Egypt: Downgrade from category 5/7 to 6/7 for short-term political risk
Egypt has been confronted with significant liquidity pressures as a result of ongoing external shocks. The tightening of global financial conditions and the fallouts from the war in Ukraine on commodity prices have created significant pressures on the balance of payments, due to higher import bills and large foreign capital outflows. Moreover, these external pressures have been compounded by important macroeconomic vulnerabilities (e.g. the rigid exchange rate regime), exacerbating liquidity pressures. Last year, Egypt experienced a collapse of its foreign exchange reserves (see graph below) and the country continues to struggle to ease liquidity pressures. Nonetheless, gross foreign exchange reserves have been relatively stable over the last few months amid reported foreign exchange controls.

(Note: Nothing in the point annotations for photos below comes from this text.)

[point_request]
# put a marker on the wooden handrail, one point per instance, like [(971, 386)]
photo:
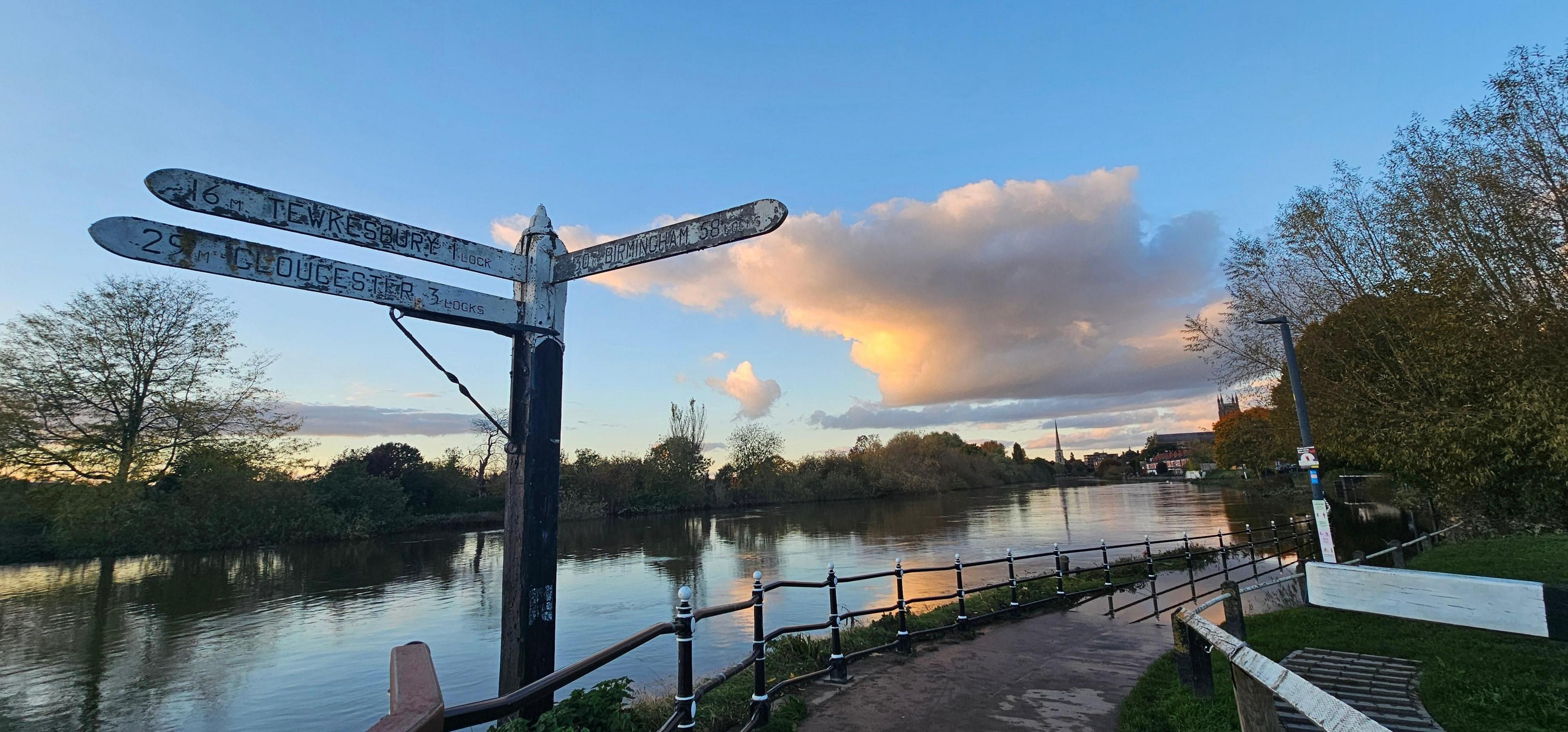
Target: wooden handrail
[(414, 693), (1274, 679)]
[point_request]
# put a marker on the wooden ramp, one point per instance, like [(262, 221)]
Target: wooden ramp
[(1376, 685)]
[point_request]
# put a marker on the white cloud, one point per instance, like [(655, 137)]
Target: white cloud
[(991, 298), (756, 396), (363, 421)]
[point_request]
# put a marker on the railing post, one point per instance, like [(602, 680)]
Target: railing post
[(1181, 656), (1060, 570), (1225, 558), (1012, 584), (1235, 623), (838, 668), (760, 646), (1296, 540), (686, 700), (1252, 551), (1255, 706), (1111, 598), (1192, 582), (904, 609), (1202, 665), (1274, 529), (959, 571), (1148, 557)]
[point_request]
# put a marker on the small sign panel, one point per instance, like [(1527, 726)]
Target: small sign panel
[(733, 225), (1325, 535), (203, 194), (211, 253)]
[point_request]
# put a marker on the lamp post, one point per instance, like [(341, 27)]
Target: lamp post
[(1307, 454)]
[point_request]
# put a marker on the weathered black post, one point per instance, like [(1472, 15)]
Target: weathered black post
[(1225, 558), (1235, 623), (959, 571), (1252, 551), (1274, 530), (686, 698), (1012, 584), (1181, 656), (760, 648), (1202, 665), (838, 668), (1111, 598), (534, 469), (904, 609), (1192, 582), (1296, 538), (1148, 557), (1307, 452), (540, 269), (1062, 570)]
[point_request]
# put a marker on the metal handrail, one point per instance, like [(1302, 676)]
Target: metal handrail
[(493, 709)]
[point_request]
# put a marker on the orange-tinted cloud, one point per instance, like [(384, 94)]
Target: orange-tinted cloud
[(1017, 291)]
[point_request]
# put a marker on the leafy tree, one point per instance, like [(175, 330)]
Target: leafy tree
[(121, 380), (391, 460), (1247, 438), (752, 446)]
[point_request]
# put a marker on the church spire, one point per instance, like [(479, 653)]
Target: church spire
[(1059, 443)]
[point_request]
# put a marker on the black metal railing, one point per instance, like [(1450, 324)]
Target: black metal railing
[(686, 618)]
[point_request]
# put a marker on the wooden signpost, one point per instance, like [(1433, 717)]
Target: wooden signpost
[(534, 319)]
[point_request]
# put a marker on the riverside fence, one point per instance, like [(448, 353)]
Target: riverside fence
[(1070, 581)]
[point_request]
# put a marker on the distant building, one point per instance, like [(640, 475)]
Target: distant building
[(1059, 443), (1175, 461), (1183, 439)]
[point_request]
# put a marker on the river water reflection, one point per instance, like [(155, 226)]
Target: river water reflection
[(298, 637)]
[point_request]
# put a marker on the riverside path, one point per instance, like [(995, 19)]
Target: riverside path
[(1065, 672)]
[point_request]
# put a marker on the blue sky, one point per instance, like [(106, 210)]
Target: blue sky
[(907, 291)]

In this challenging context, Egypt was granted IMF support under an Extended Fund Facility (EFF) arrangement of USD 3 billion in December. Under the arrangement, Egyptian authorities committed to abandon the import restrictions imposed in early 2022 in the form of letters of credit and to implement a structural reform package. Key reforms included in the programme are among others the shift towards a flexible exchange rate and reforms fostering the private sector. Another essential point of the agreement is that the programme is expected to attract further support from international and regional partners, in particular from Gulf Cooperation Council (GCC) countries such as Saudi Arabia.
The external support was expected to gradually ease the liquidity pressures and allow Egypt to clear out import backlogs and cross-border payment delays – a consequence of last year’s import restrictions. In January, authorities declared that import backlogs were already clearing up. Despite this initial optimism, hard currency shortages persist and there are even reports of import backlogs increasing again. A critical obstacle seems to be the perception that Egypt is not implementing key reforms agreed under the IMF agreement fast enough, in particular the sale of public assets and the shift towards a durable flexible exchange rate regime despite three earlier devaluations (see graph above). These reforms are considered paramount to unblock additional financial support. A perceived slow implementation of key reforms could delay foreign investment and hence extend liquidity pressures.
A positive note is that discussions with regional partners and other shareholders about the sale of stakes in public enterprises are ongoing. Nonetheless, given the persisting foreign exchange scarcity despite ongoing IMF support, and the challenging financial and economic environment, Credendo has decided to downgrade Egypt’s short-term political risk rating from category 5/7 to category 6/7.